More charterers are looking for VLCCs again for short-term time charter, as freight is dipping to a record low while crude oil contango widens.
Trafigura has booked around eight VLCCs on 3-6 months’ time charter, and Shell took two vessels for 6 months’ time charter, shipping fixtures showed. BP, Litasco, Mercuria and Unipec were also heard to have taken VLCCs for short-term time charter, ranging from 3-9 months, shipping sources said.
The time charter rate ranged from $20,500/day to $42,000/day, depending on the age of vessels and duration of time charter, the fixtures showed.
“The steep decline in tanker rates over the past three months to new lows for the year increased the potential for floating storage. Spot VLCC rates from the AG to China plunged to w25 last week [equivalent to vessel earnings of just $7,000/d, well below cash breakeven levels for a VLCC],” Platts Analytics said in a report Sept. 10.
“This should incentivize fleet operators to seek floating storage for short periods if they can get higher rates as a means of minimizing losses over the near term,” they added.
Over the past six trading months, the benchmark Persian Gulf-China VLCC rate shrunk 86% to Worldscale 31.5 on Sept. 10 from a record high of w230 on March 16, when oil companies were snapping VLCCs for floating storage during early March.
On a dollar per ton basis, the rate has dived to $6.96/mt on Sept.10 from $50.83/mt on March 16, Platts data showed.
“A few people are looking [for time charterer] but that business is more a symptom of the bad state of the present market and low demand. [It is] not a positive development. Nowhere for oil to go, so have to store it on ships,” a VLCC broker said.

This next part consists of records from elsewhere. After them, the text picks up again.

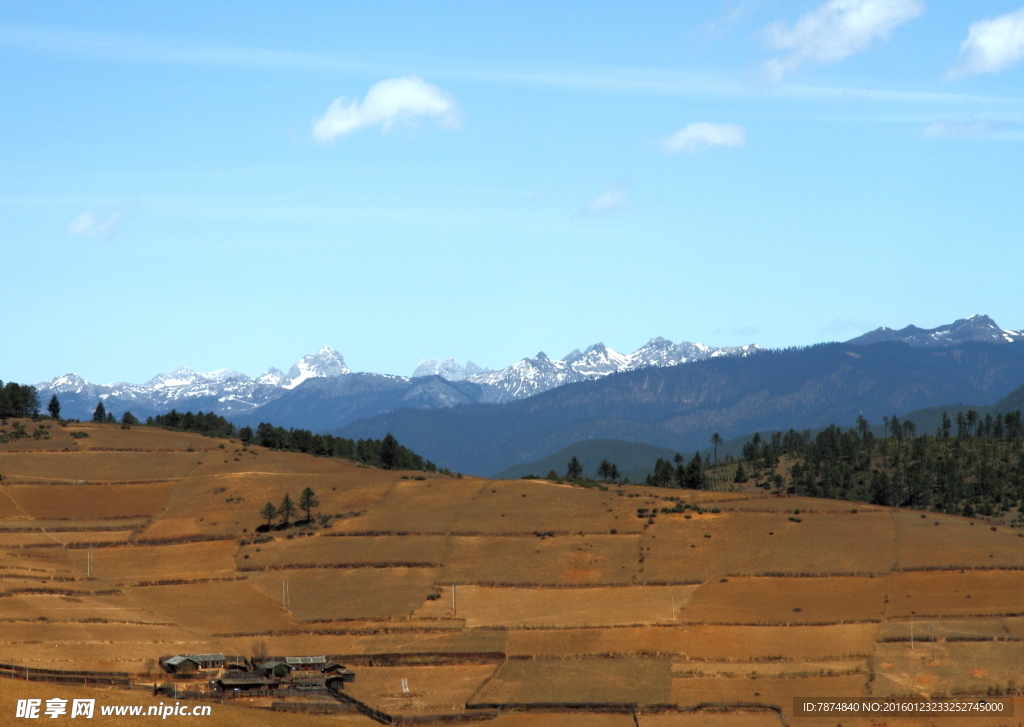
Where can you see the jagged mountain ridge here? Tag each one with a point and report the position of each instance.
(449, 369)
(532, 376)
(223, 391)
(678, 408)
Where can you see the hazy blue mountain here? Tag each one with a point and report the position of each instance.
(979, 329)
(678, 408)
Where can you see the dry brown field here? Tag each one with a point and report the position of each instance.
(560, 607)
(328, 594)
(951, 593)
(788, 600)
(626, 680)
(599, 641)
(756, 603)
(441, 690)
(89, 501)
(954, 543)
(749, 643)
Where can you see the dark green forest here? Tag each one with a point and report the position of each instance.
(971, 465)
(385, 453)
(18, 399)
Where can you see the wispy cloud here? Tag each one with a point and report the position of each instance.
(836, 31)
(945, 129)
(88, 225)
(607, 201)
(702, 135)
(990, 46)
(628, 81)
(993, 130)
(387, 102)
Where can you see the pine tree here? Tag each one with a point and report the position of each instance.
(54, 408)
(308, 501)
(287, 510)
(268, 513)
(389, 452)
(716, 439)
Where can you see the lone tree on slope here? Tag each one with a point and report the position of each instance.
(389, 452)
(287, 510)
(308, 501)
(716, 439)
(268, 513)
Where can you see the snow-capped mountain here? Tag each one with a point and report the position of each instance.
(531, 376)
(324, 364)
(449, 369)
(223, 391)
(977, 328)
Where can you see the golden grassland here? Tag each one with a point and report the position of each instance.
(562, 594)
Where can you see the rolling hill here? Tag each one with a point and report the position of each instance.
(678, 408)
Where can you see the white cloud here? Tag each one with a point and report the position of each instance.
(387, 102)
(86, 224)
(607, 201)
(836, 31)
(990, 45)
(701, 134)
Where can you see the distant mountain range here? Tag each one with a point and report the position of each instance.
(678, 408)
(980, 329)
(322, 393)
(333, 398)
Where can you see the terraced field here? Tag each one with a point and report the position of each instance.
(529, 596)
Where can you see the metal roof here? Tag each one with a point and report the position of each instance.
(305, 659)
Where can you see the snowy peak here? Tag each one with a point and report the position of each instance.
(449, 369)
(979, 329)
(69, 383)
(325, 362)
(531, 376)
(271, 377)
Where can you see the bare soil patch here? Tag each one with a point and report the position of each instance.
(340, 594)
(580, 680)
(956, 593)
(559, 607)
(151, 563)
(787, 600)
(216, 606)
(548, 560)
(778, 642)
(431, 689)
(90, 501)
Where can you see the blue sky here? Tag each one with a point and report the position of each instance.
(190, 183)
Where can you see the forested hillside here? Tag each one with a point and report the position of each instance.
(679, 408)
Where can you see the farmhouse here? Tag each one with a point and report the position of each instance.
(239, 681)
(182, 664)
(305, 664)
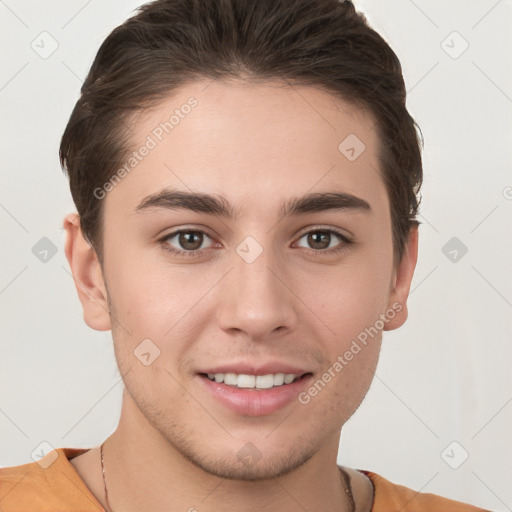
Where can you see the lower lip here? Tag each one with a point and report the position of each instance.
(255, 402)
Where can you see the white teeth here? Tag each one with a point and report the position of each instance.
(230, 379)
(252, 381)
(288, 378)
(245, 381)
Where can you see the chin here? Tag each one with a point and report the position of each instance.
(248, 463)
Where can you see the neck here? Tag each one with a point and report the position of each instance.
(146, 472)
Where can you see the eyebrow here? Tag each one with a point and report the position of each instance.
(218, 205)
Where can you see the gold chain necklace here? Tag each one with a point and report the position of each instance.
(345, 477)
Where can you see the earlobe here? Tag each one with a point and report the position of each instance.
(87, 275)
(402, 281)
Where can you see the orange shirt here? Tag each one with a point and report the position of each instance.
(53, 485)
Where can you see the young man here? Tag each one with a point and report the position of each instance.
(246, 178)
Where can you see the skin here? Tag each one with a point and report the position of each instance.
(257, 145)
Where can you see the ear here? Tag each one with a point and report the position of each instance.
(401, 283)
(87, 275)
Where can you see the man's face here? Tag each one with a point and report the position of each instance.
(259, 293)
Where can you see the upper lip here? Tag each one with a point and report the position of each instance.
(252, 368)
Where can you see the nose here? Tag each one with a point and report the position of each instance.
(257, 298)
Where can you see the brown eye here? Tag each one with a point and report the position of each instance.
(187, 242)
(324, 240)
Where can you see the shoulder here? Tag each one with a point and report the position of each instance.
(389, 497)
(50, 484)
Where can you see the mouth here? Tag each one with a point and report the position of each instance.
(257, 382)
(255, 395)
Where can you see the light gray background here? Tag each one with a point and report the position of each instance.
(443, 377)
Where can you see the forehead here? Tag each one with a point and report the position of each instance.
(240, 140)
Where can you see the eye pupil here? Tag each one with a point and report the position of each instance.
(316, 236)
(186, 238)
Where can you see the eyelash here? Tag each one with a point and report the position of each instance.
(199, 252)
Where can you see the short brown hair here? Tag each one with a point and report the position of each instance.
(168, 43)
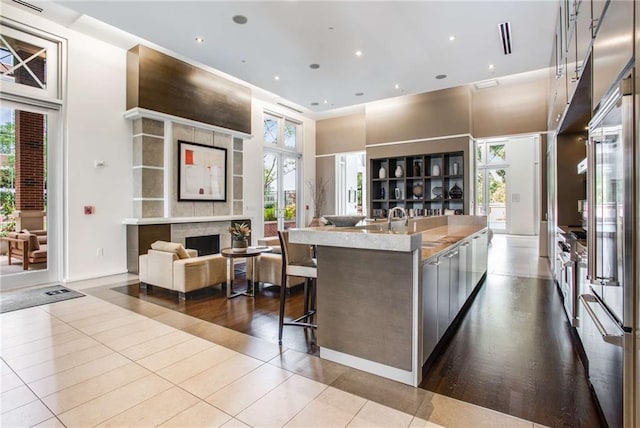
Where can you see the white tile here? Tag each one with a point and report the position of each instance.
(190, 366)
(142, 350)
(65, 362)
(199, 415)
(376, 415)
(211, 380)
(51, 353)
(67, 378)
(281, 404)
(30, 414)
(70, 397)
(115, 402)
(248, 389)
(16, 397)
(154, 411)
(332, 408)
(175, 353)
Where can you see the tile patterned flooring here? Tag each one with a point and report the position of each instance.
(108, 359)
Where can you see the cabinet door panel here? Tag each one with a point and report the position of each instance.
(429, 308)
(612, 47)
(443, 295)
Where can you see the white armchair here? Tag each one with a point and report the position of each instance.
(169, 265)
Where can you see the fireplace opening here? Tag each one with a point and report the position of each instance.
(207, 244)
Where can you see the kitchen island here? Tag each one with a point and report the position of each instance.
(381, 293)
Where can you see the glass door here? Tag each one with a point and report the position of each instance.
(30, 192)
(491, 197)
(280, 191)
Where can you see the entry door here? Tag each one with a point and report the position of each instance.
(491, 197)
(47, 185)
(280, 192)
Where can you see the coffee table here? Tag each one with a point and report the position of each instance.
(251, 253)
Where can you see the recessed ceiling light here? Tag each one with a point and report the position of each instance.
(486, 84)
(240, 19)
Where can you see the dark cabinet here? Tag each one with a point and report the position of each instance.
(423, 185)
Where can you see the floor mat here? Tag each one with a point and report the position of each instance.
(12, 301)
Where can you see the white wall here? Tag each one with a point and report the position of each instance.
(522, 158)
(94, 129)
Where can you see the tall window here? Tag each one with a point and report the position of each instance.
(281, 177)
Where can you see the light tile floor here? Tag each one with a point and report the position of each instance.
(107, 359)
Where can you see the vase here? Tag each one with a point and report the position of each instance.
(455, 168)
(455, 192)
(239, 245)
(418, 190)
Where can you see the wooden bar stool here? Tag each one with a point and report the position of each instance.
(297, 261)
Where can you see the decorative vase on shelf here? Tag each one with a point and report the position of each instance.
(455, 192)
(418, 190)
(239, 245)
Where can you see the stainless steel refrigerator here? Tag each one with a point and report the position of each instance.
(608, 298)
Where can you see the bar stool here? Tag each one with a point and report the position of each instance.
(297, 261)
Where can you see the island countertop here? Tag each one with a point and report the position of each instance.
(431, 234)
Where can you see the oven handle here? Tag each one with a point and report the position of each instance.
(614, 339)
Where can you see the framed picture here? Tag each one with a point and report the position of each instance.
(202, 172)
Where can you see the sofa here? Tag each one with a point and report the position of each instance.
(169, 265)
(30, 247)
(269, 265)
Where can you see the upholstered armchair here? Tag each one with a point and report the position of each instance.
(171, 266)
(30, 247)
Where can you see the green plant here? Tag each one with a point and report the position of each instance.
(239, 231)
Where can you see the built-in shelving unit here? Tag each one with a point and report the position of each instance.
(423, 185)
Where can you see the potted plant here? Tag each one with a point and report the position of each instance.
(318, 195)
(240, 233)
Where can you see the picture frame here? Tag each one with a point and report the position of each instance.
(202, 172)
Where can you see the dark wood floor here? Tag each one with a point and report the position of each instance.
(257, 316)
(514, 353)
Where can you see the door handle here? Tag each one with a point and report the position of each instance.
(612, 338)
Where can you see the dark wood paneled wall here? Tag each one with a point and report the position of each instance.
(161, 83)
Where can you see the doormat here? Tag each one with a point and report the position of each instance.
(13, 301)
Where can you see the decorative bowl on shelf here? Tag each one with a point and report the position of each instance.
(344, 220)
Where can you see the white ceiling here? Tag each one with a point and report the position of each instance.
(404, 43)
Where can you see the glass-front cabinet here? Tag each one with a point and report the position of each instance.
(424, 185)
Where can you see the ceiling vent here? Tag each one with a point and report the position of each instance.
(29, 5)
(505, 35)
(289, 107)
(486, 84)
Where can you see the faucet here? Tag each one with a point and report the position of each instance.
(390, 216)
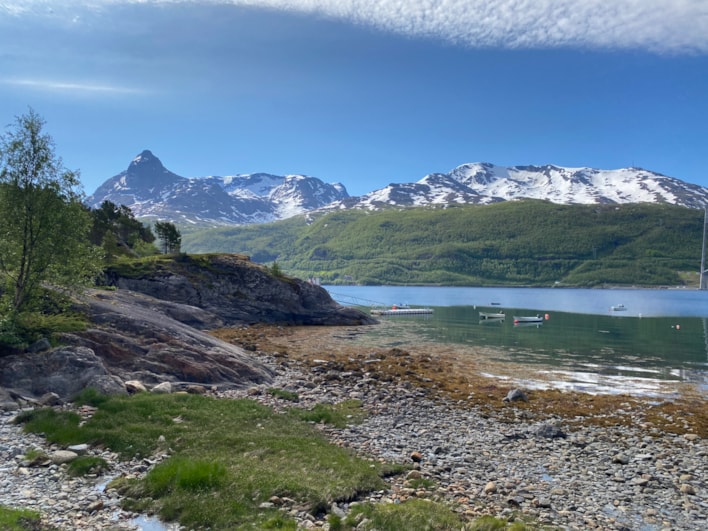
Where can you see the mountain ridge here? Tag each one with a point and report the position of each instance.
(152, 191)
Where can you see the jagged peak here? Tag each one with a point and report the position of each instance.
(145, 160)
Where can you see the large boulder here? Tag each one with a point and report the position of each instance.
(64, 371)
(138, 339)
(235, 291)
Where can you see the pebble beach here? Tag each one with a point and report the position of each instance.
(563, 475)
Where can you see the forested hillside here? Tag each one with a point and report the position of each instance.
(509, 243)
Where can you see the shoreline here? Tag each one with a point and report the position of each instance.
(616, 468)
(567, 460)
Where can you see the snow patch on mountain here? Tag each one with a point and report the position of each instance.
(150, 190)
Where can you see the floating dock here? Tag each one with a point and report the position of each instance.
(401, 311)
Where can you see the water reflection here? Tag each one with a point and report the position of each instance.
(603, 352)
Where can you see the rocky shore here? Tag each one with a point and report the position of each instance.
(569, 476)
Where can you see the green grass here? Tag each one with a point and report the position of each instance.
(228, 457)
(413, 515)
(20, 520)
(509, 243)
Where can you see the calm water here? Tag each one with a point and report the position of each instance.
(661, 336)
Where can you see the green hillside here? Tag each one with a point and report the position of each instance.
(509, 243)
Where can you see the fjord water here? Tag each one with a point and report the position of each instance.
(662, 335)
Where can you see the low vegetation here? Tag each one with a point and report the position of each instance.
(511, 243)
(20, 520)
(226, 457)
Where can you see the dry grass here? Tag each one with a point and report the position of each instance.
(463, 374)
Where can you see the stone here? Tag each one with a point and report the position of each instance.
(490, 488)
(414, 474)
(50, 399)
(164, 388)
(516, 395)
(549, 431)
(135, 386)
(620, 459)
(80, 449)
(39, 346)
(685, 488)
(62, 456)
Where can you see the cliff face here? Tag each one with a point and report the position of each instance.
(151, 329)
(233, 290)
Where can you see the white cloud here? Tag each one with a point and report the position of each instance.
(674, 26)
(64, 86)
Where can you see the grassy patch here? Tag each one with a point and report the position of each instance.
(413, 515)
(227, 458)
(20, 520)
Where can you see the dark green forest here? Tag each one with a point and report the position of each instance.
(520, 243)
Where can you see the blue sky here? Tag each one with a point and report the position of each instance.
(362, 92)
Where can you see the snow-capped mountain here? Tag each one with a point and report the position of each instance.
(150, 190)
(482, 183)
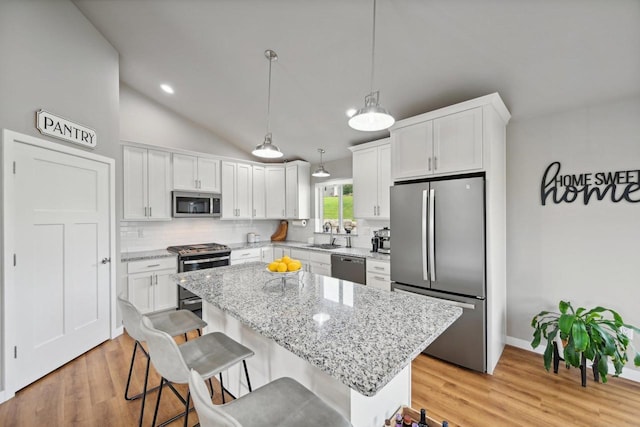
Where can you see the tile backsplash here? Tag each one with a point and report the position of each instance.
(142, 236)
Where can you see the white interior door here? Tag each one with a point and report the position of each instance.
(60, 288)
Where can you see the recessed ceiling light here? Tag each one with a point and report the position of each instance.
(167, 88)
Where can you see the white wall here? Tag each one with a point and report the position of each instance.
(145, 121)
(54, 59)
(587, 254)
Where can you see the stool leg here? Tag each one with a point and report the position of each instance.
(133, 358)
(556, 358)
(144, 391)
(186, 410)
(246, 372)
(221, 386)
(155, 413)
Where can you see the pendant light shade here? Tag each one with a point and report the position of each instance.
(267, 150)
(321, 172)
(372, 116)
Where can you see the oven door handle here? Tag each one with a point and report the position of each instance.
(199, 261)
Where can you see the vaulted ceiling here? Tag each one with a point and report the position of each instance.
(541, 56)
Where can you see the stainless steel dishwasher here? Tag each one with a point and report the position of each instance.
(349, 268)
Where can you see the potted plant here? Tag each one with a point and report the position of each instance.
(596, 334)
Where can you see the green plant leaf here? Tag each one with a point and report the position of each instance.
(580, 335)
(563, 306)
(565, 322)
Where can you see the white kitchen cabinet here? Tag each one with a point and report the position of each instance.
(259, 199)
(379, 274)
(275, 192)
(242, 256)
(194, 173)
(147, 184)
(371, 179)
(298, 190)
(149, 286)
(444, 145)
(236, 190)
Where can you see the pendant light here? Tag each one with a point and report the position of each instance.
(321, 172)
(372, 116)
(267, 150)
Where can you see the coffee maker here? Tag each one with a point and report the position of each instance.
(381, 241)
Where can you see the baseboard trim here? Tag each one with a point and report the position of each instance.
(627, 373)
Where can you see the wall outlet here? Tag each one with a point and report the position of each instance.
(627, 331)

“Once corona[virus] ends, will have to use this stored oil before can they increase production, so market stays depressed,” the broker added.
WIDENING CRUDE CONTANGO
A wider contango seen in the crude market structure could also result in more oil going into floating storage, industry sources told Platts.
“As contango steepens and floating storage remains cheap, it should incentivize trading houses to buy crude,” AxiCorp chief global markets strategist Stephen Innes said in a note Sept. 11.
A contango market structure — where the price for prompt crude delivery is lower than for delivery in future — may drive storage in oil from companies hoping to sell it at a higher price in future.
The prompt ICE Brent intermonth spread averaged at a contango of 50 cents/b in September so far, widening from an average contango of 46 cents/b seen in August and an average of 22 cents/b seen in July, Platts data showed. Further down the curve, the ICE Brent Q1 2021/Q2 2021 timespread was assessed at a contango of $1.25/b on Sept. 10, the data showed.
Apart from the market structure, some traders said that that storage for West African Crude, or WAF, was looking attractive, amid a Nigerian crude supply overhang.
“China is the main swing factor in crude markets over the last 2 months… they bought very cheap oil [earlier in April and May] but recently they have been running off that inventory so [they are] buying less, and WAF is the grade to get left over,” a Singapore-based crude oil trader said.
“WAF is usually the last grade to be bought by the world’s oil markets… [there is] not much of an African refining industry so it needs to be shipped long distances – it is a sweet crude and the world has an excess of sweet crude the last few years,” the trader added.
In Asia, Nigerian crude offered into tenders over the last two weeks have been passed over several times in favor of other grades, reflecting a more competitive price environment as China’s appetite shrank, Platts had reported.
SUPPORT ON SPOT FREIGHT RATES UNCERTAIN
Shipping sources are casting a doubt on whether this round of floating storage will lend some support to the spot market.
“Here have been talks about contango again on both crude and fuel. Not much moving yet. Think a lot of the new storage deals are cheap ships replacing very expensive ships fixed in March, April and early May,” a VLCC owner said.
A broker reckoned the same, saying that it will take ships away from spot market so to reduce tonnage but some of the time charter business is just to replace more expensive ships.
It is not a fantastic time charter rate given winter demand is approaching, a broker said, adding that for owners, it is just that while they see more time charter enquiries besides spot cargo.
“Time charter business itself is not enough for rally of VLCC market like earlier this year…to do this, would need more demands physically. But in view of COVID-19 and oil cutback of OPEC, there is some limit to firm up,” another VLCC shipbroker source said.